Do I matter? Most days, I would say no, I don't believe so. I won't go so far as to say that  one matters (I don't have the right to dismiss anyone else's existence, only my own). I feel like I'm insignificant, not a key player in anything, by any stretch. This isn't self-pity or self-loathing (although I do have both, in spades), but rather simply a weary world-view that I cannot seem to shake.

But, like many of the things I do, I shall try to "suit up and show up and act as if." Or fake it 'til I make it. Or something. Which is why I shall try to document my quiet little life, to show that I matter, if only to myself.

So, it's 11:30 at night, and I am perched on the loveseat in the sitting room, listening to "The Last Unicorn" by America, and my cat Austen is sitting right behind me, purring in my ear. I'm trying not to think of all the blogs I've started and abandoned over the years. I've paused in reading my 12th book of the month, This Book is Overdue. I'm thinking that I've had a very productive day--I went to the eye doctor and the therapist and I dropped off a library book and picked up prescriptions and did laundry and napped and watched Supernatural and I tried, though failed, to donate blood (and I have to start taking iron again), and I read and worked on my jigsaw puzzle. And now I am sitting here writing this and thinking, what's the point? Who will read it? And then thinking, The point is that it doesn't matter if no one reads it. What matters is that YOU are WRITING it, and may one day read it. That's enough, right there. This is your life, right now. This is you, trying to matter to YOURSELF.

Friday, October 18, 2013

Overheard on the Reference Desk, Entry 2

The patron: "I need to renew my teaching credentials from the State of ___ . But I don't know how to use a computer. At all. I'm very different, I'm a psychic, and I don't use computers. Is there anyone I can pay to do this work for me? I'm a very special person, a victim of incest, and so I've never used a computer."
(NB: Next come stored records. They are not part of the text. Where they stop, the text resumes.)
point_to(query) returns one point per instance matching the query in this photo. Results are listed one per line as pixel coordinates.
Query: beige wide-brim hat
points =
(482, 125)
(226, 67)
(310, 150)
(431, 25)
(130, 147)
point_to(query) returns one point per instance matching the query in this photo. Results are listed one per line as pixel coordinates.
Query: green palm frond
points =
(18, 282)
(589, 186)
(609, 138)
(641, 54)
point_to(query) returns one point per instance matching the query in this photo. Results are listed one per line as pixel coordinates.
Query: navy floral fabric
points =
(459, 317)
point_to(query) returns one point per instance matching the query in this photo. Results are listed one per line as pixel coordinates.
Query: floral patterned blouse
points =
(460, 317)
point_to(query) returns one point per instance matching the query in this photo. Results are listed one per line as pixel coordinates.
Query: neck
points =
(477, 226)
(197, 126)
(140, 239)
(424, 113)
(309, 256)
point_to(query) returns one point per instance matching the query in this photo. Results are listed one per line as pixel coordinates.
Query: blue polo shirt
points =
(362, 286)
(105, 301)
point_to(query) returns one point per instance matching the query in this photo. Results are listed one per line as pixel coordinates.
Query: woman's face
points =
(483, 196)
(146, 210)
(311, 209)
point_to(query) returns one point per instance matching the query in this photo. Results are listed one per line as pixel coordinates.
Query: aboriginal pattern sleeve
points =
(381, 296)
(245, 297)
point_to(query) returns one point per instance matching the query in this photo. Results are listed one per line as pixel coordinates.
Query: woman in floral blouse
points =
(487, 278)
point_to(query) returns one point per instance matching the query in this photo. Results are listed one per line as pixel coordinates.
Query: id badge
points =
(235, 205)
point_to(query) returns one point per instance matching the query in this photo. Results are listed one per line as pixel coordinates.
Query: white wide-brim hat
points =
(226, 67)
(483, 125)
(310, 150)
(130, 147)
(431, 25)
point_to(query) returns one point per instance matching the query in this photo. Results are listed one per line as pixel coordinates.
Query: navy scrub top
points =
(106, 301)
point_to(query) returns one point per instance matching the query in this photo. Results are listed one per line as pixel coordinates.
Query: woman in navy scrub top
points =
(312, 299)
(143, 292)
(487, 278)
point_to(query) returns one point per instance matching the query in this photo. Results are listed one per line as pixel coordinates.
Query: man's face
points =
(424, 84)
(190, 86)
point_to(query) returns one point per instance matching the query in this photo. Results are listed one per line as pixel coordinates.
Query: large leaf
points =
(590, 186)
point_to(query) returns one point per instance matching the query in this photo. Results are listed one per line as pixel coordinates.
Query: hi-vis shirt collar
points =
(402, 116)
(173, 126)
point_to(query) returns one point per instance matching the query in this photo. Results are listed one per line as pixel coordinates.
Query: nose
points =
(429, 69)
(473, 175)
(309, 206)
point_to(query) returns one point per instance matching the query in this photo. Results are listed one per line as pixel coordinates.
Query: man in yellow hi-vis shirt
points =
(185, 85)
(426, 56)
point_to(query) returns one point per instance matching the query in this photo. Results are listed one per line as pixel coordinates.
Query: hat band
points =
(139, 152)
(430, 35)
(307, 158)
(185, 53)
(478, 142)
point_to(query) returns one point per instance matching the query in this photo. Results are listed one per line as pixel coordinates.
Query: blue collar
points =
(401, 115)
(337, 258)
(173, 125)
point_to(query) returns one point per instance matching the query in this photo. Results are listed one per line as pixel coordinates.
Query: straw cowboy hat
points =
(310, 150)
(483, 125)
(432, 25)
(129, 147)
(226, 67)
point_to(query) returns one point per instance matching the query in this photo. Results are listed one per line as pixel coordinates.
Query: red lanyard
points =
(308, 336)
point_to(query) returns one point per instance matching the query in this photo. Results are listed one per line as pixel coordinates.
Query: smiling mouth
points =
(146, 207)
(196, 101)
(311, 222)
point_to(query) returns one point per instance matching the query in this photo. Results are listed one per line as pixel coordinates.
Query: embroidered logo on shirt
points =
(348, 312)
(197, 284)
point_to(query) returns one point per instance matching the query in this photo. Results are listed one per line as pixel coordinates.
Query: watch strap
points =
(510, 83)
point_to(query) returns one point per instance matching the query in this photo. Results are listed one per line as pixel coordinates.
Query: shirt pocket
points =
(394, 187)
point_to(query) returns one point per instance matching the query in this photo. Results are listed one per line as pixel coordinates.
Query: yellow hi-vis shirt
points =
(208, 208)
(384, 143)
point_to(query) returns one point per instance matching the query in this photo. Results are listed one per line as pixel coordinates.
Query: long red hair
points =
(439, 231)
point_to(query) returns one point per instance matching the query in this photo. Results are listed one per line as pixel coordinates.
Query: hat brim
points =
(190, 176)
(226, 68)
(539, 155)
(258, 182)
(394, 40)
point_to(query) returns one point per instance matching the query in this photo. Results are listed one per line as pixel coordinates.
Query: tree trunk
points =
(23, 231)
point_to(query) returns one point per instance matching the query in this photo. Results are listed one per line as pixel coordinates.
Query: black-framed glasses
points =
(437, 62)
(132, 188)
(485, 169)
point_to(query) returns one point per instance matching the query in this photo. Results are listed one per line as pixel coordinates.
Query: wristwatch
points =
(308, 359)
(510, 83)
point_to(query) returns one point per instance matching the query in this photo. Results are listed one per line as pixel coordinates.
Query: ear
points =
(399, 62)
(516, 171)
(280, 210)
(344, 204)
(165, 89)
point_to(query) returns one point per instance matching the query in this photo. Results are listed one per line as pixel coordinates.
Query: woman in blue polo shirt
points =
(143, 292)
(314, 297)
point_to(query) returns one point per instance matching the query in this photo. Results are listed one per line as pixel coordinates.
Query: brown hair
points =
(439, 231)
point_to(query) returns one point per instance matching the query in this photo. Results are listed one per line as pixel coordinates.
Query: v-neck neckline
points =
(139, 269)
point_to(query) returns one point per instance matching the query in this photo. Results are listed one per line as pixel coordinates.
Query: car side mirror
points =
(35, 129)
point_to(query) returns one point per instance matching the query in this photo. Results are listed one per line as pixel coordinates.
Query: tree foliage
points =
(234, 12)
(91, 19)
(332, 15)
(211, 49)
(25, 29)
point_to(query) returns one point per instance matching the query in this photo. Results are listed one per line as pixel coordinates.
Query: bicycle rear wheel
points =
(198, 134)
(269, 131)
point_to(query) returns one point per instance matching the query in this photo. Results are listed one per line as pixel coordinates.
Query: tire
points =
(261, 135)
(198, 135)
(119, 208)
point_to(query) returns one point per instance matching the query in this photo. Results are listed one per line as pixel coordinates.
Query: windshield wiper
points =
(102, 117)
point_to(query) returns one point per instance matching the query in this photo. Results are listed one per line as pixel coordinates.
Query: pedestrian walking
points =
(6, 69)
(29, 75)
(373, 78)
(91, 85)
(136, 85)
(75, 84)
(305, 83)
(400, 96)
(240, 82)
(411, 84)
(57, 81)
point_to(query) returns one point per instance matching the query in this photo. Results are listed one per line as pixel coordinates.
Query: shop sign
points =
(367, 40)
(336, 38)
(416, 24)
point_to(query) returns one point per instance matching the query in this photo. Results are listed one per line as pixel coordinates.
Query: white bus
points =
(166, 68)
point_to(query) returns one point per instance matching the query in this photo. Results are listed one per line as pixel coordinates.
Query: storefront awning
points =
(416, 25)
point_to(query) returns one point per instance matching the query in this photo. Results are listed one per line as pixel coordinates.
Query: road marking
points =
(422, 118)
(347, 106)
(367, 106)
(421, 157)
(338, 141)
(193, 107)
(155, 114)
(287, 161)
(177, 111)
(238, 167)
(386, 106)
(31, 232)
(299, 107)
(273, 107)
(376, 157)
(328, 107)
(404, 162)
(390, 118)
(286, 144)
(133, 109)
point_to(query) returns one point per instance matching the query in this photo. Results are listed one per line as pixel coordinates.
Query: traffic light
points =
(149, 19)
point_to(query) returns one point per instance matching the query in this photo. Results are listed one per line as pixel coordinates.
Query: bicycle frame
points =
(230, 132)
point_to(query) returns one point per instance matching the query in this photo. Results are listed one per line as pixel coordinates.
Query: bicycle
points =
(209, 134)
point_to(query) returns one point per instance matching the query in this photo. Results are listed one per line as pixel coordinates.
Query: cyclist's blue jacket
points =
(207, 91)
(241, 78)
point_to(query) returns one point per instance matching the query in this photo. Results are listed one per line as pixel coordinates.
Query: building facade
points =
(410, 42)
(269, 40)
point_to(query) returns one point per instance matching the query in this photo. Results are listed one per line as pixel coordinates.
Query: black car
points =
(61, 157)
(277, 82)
The librarian (not me): "...............???"

Right then was one of those times when I swear to god someone hires people to come in and try to punk us.

Thursday, October 17, 2013

Nights like these...

On nights when the praise of my patrons and bosses and colleagues seems faint;
on nights when my husband is remote and preoccupied
on nights when I wonder, yet again, how I ended up here,
on nights when it feels like I have never been further away from my kin,
on nights when I come close to learning just what regret tastes like...

My little cat Austen, my gentle-souled cat in a furry tuxedo, he perches up by my pillow or couch cushion, near to my head, and he purrs loudly, and he invites me to wearily lean my head in and remind myself that perhaps, after all, I have made a difference. That my presence, my sacrifices, my mistakes have benefitted someone, even if it's just a single domestic short-haired cat.

It's a strange sort of comfort, but on nights like these, I will take what I can get.